With her work in the University Relations office, she was informed by Dr. Rick Ellis about the trip he does every January to Nicaragua. He explained to her about all of the heart and dedication required for the trip and the community interactions. She decided she wanted to be a part of it and then remembers Rick saying “let’s figure it out!” The process worked out perfectly and plans where put in place.

A woman in a coral shirt taking pictures. Light shines on her shoulders but shadow covers the rest of her.

Michaela, taking pictures during dinner in Granada.

Michaela’s purpose on this trip was to be the blogger; however, it turned in to much more than that. I had the privilege of living with Michaela during our stay in El Limon and I am so glad to have had her by my side. Personally, she became my inspiration and a wonderful person to confide in. She helped me through many of my questions and troubles, as well as letting me help her along the way. Whether it was helping her up our hill or saving her from the dogs at our house, we stuck together.

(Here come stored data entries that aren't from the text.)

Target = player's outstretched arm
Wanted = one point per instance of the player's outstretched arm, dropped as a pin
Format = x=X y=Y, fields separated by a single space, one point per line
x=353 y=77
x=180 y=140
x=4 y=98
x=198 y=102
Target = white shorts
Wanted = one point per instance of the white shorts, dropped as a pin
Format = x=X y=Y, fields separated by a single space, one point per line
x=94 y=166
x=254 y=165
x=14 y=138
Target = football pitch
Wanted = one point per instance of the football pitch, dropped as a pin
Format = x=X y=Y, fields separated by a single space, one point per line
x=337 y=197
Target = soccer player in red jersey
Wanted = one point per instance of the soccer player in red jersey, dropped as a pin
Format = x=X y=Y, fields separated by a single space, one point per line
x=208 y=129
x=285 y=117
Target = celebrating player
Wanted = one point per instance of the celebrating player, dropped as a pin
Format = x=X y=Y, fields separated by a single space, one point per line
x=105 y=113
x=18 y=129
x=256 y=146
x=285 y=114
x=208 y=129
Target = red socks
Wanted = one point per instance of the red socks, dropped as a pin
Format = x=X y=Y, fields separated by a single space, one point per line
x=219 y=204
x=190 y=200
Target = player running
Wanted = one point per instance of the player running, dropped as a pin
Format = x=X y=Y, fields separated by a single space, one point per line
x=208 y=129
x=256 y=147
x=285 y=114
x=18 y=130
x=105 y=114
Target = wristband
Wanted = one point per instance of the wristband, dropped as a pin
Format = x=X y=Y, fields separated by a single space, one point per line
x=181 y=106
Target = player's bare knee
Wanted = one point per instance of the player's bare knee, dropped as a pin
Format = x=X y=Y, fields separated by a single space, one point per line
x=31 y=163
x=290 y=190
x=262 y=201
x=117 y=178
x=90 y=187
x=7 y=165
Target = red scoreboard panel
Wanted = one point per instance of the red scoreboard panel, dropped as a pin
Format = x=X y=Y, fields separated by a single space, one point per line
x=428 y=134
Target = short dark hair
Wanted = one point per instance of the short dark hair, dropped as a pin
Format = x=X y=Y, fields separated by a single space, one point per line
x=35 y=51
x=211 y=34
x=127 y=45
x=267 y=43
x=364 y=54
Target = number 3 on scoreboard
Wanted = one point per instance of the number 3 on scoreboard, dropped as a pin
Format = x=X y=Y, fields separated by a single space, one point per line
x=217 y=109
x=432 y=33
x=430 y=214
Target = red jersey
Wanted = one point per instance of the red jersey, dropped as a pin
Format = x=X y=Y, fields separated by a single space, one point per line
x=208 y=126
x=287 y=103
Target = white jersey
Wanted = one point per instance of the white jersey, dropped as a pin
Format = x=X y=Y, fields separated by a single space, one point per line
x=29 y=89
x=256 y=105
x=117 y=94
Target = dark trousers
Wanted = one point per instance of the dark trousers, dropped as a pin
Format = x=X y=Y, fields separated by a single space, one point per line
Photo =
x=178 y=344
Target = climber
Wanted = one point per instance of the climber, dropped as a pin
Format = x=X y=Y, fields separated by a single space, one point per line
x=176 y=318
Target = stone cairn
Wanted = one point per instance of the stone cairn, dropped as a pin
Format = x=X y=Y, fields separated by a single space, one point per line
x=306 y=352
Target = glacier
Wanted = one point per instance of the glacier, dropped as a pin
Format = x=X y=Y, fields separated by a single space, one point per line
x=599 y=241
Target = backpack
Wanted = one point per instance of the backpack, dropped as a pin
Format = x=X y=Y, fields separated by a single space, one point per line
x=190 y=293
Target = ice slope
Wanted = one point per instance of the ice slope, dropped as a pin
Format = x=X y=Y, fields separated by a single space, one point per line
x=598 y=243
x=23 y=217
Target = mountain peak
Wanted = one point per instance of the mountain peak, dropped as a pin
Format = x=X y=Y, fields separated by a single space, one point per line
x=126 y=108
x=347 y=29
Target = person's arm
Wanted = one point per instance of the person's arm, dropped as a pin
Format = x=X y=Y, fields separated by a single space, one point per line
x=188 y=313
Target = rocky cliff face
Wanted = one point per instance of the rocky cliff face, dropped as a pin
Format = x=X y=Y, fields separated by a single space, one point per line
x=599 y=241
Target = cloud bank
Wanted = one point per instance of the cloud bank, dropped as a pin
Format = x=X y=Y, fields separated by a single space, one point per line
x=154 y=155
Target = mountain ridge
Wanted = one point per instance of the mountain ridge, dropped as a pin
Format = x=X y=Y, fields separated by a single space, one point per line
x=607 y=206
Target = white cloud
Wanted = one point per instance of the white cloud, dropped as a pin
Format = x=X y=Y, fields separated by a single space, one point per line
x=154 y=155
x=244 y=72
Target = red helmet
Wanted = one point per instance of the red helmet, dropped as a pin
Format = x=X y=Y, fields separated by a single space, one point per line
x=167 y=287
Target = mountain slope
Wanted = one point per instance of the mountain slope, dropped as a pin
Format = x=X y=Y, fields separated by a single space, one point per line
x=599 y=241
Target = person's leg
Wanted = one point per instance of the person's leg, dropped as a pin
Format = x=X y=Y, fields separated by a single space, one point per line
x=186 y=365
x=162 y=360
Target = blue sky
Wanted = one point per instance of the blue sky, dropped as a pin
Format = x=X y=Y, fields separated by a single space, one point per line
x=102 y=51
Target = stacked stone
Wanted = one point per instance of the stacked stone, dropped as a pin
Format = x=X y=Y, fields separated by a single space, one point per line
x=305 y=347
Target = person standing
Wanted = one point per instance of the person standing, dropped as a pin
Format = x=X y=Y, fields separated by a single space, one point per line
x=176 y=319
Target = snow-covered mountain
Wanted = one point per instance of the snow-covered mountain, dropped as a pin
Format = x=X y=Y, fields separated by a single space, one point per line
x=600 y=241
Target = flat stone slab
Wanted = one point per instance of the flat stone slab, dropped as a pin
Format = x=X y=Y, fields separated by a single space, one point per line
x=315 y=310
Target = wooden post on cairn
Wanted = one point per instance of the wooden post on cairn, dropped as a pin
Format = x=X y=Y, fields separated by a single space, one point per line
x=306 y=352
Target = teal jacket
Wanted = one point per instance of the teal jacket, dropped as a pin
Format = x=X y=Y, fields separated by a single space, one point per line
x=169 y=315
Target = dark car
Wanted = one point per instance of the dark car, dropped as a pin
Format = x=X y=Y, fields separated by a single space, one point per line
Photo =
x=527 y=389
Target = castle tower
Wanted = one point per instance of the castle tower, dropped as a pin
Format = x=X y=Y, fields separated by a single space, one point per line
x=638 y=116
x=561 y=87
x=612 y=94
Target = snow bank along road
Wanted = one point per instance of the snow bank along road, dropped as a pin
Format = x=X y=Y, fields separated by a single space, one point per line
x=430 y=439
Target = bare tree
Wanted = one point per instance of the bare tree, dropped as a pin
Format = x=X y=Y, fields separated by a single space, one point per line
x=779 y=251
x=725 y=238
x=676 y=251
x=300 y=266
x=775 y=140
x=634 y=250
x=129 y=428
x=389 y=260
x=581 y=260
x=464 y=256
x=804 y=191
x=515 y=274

As a group we all experienced many different emotions, both good and bad. It was always nice to have Michaela there with us. We all found comfort in being with Michaela because she was so outgoing and always open for discussion. We loved the fact that she was not just “the blogger,” she actually participated.

One of my most favorite and by far the most emotional memories was La Galleria de Heroes y Martires (Gallery of Heroes and Martyrs). It was amazing how much passion Doña Mina had and how all she wanted was to inform the people about what had happened in her country. As Doña Mina shared her story, Michaela not only captured that in writing but was clearly moved. It was then that the group embraced her and I believe became aware of how each and everyone one of us were in the same place. It was at that moment we all realized she was not she was not just another “chaperone,” she was one of the group.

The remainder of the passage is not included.